Without mentioning him by name, Lurie pointed out that Salesforce CEO Mark Benioff, who The New York Times reported had concerns about security at the company’s Dreamforce conference that prompted his request for the National Guard to come to San Francisco, does not live in San Francisco.
Lurie said he offered to take Benioff with him as he walks through the streets meeting with people.
The final speaker was Ba, the xAI co-founder and Toronto professor who studied with 2024 Physics Nobel Prize laureate Jeffrey Hinton.
Newcomer asked Ba about xAI calling itself MechaHitler and whether Ba thinks Trump won the 2020 election.
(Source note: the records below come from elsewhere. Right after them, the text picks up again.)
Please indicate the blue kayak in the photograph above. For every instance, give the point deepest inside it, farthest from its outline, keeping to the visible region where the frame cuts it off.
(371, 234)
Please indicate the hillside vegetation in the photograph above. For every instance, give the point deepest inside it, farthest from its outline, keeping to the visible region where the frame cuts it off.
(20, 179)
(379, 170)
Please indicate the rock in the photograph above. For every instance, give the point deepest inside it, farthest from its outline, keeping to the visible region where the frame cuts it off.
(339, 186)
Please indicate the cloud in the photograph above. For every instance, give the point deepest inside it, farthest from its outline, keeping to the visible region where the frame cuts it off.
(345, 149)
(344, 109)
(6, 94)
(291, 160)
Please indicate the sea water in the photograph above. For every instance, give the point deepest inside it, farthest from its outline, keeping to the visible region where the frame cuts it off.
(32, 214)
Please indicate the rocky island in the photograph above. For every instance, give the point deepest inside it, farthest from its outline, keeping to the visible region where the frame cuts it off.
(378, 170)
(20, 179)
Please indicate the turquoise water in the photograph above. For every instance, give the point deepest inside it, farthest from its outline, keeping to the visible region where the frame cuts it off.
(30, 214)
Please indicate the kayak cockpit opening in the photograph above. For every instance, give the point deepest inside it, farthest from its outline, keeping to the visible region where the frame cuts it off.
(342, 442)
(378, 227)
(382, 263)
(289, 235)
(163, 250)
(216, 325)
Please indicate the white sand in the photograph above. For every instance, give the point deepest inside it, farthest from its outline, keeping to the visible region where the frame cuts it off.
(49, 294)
Ba’s responses, which seemed to view these incidents as opportunities to train xAI’s “truth seeking” models, struck me as non-responsive to Newcomer’s questions.
When asked what Elon Musk told him recently, Ba said “build human emulators.” I was thinking in the wake of his potential $1 trillion Tesla pay package, perhaps Musk is hoping Grok can someday control the army of robots he aspires to build.
I was also struck by Konwinski’s comments about how government cuts to research budgets are making Beijing the place where the world’s most talented researchers want to work because they can publish their work, build open source models, and “nudge the fate of humanity.”
Finally, I found it interesting that many of the speakers were talking about their children, how they were using AI and what kind of a future they were creating for them.
One of the speakers mentioned Musk’s comment about how smart people should have more children. This made me realize that children and the cost of living generally is so high, especially in San Francisco that only the wealthiest people can afford to own a home and raise children.
The future of generative AI could all depend on whether OpenAI CEO Sam Altman ends up being more like WeWork CEO Adam Neumann, who magically spun a money-losing business model to investors like Masayoshi Son, or Apple’s late CEO, Steve Jobs.
If Altman is more like Jobs, OpenAI could one day have a $1 trillion IPO. If Altman is more like Neumann, a less lucrative outcome could ensue.